23.7.18

Shreveporters to have many fall choices

By the looks of candidate qualification for Shreveport city elected offices, unless you’re the scion of a political mini-dynasty, people are unhappy with you.

The city’s mayor contest drew 10 candidates and the City Council will have a whopping 22 candidates spread over its seven districts. Perhaps more informatively, six districts have 21 candidates in the running. Only District G’s Democrat Jerry Bowman, serving as his mother once did, escaped any competition.

In fact, two incumbents find themselves part of a rematch. In District A, Democrat Willie Bradford finds himself up against the incumbent he defeated four years ago, Democrat Rose Wilson McCulloch (herself daughter of a former elected official). In District G, Democrat Stephanie Lynch will try to fend off again former member (of some two decades ago) James Green.

Realistically, both incumbents could lose, with the greater probability that Lynch not make it. She has generated controversy, not exactly flattering, over public comments and behavior, becoming embroiled in a defamation lawsuit and garnering attention over a dismal attendance record for the Council.

Bradford drew some approbation for a recent remark saying District B Republican candidate Wendy Vance should not be elected because “We can not keep electing our housewives,” as well as for a social media post implying support for GOP Pres. Donald Trump was racist. But in a district with overwhelmingly black and Democrat registration, that shouldn’t hurt him enough to make him an underdog, even after he initially had said he wouldn’t run again, then reversed his position in less than a month.

District E’s James Flurry drew just one challenger not subject to a political grudge, but to a demographic one. The white Republican’s constituency now contains a bare majority of white voters, as opposed to 56 percent in his election last time in a runoff where he received 55 percent of the vote. He faces Quinton Aught, a black Democrat about to have an associates degree, in October.

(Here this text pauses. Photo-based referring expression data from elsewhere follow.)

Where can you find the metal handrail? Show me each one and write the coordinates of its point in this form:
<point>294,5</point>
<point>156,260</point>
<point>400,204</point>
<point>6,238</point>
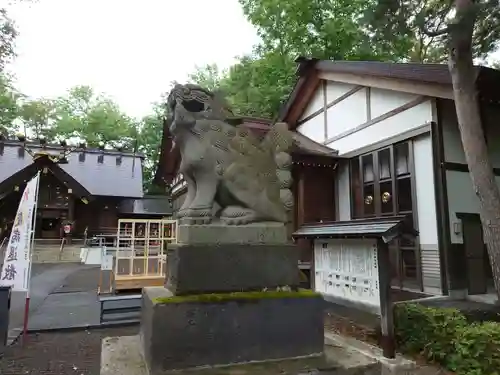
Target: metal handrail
<point>61,248</point>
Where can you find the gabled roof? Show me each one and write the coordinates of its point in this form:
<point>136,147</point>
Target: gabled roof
<point>121,178</point>
<point>487,79</point>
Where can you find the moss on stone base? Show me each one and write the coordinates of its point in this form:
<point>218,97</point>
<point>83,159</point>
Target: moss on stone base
<point>236,296</point>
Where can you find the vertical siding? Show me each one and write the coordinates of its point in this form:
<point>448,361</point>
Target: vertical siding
<point>426,212</point>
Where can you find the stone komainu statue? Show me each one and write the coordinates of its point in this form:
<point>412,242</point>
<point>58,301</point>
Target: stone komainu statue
<point>230,173</point>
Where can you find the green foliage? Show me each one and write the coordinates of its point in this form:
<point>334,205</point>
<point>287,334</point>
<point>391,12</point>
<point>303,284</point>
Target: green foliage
<point>237,296</point>
<point>208,76</point>
<point>445,336</point>
<point>149,142</point>
<point>84,114</point>
<point>38,116</point>
<point>326,29</point>
<point>423,20</point>
<point>477,349</point>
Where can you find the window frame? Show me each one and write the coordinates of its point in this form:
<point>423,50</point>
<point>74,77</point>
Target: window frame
<point>358,207</point>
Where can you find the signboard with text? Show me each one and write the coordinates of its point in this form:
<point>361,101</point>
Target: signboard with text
<point>17,258</point>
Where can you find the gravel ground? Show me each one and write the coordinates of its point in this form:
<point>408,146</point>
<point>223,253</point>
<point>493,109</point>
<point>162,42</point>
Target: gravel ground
<point>344,326</point>
<point>78,353</point>
<point>60,353</point>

Flurry needs help here, even considering Aught’s relatively tender age. In recent Shreveport history, most whites but very few blacks have voted for Republican. Further, whites turn out at disproportionately rates than blacks in runoffs as opposed to general elections. With just a 4 percent gap in registration numbers, applying the past pattern to this contest in a general election winner-take-all situation points to a dead heat, as long as Aught can run a credible campaign.

The other three districts all have departing incumbents, courtesy of term limits. District C seems well set to send another Republican to Government Plaza, as advertising executive Patrick Kirton takes on lawyer John Nickelson with another minor candidate in the race, with perhaps Kirton favored.

Likewise in District D, where a number of Republican qualifiers will square off against a lone Democrat, with demographics favoring whichever GOP candidate emerges in the runoff. And District B likely will see party continuity, although in a different manner.

There, white Democrat Jeff Everson won election twice despite the district having a bare black majority of voters whose proportion only has increased since. This makes community activist Levette Fuller the favorite, although she will have to fend off another community activist and perennial candidate Craig Lee, a black independent backed by Bradford. Joining her in an expected runoff likely will be the only Republican in the race, Vance.

Yet the mayor’s race seems the most wide-open. Democrat incumbent Ollie Tyler will have to fend off at least four major challengers, Republicans Jim Taliaferro and Lee O. Savage, and Democrats Steven Jackson and Adrian Perkins.

Tyler has come under fire for controversies surrounding the police chief she selected Alan Crump while the city’s crime rate remains high and in pursuing pie-in-the-sky economic development ideas. These other candidates have, from mildly to severely, criticized these aspects of her rule.

Ironically, this dissatisfaction may work to her advantage. Caddo Parish Commissioner Jackson and lawyer Perkins, both black, could split that portion of the vote dissatisfied with Tyler. This could allow either white Republican to make a runoff with her, where she would win.

But businessman Savage and Taliaferro, with a background in law enforcement and who likely will draw more Republican support after a spirited run for constable four years ago, could split the GOP vote enough so that Jackson, likelier than Perkins, could consolidate enough support to get into the runoff with Tyler, making for a scenario too close to call. Worse, if Perkins does better than expected and the Republicans split their vote, the black Democrats could ace her out of the runoff.

The only certainty in all of this is Shreveporters apparently want a lot of options to current officeholders.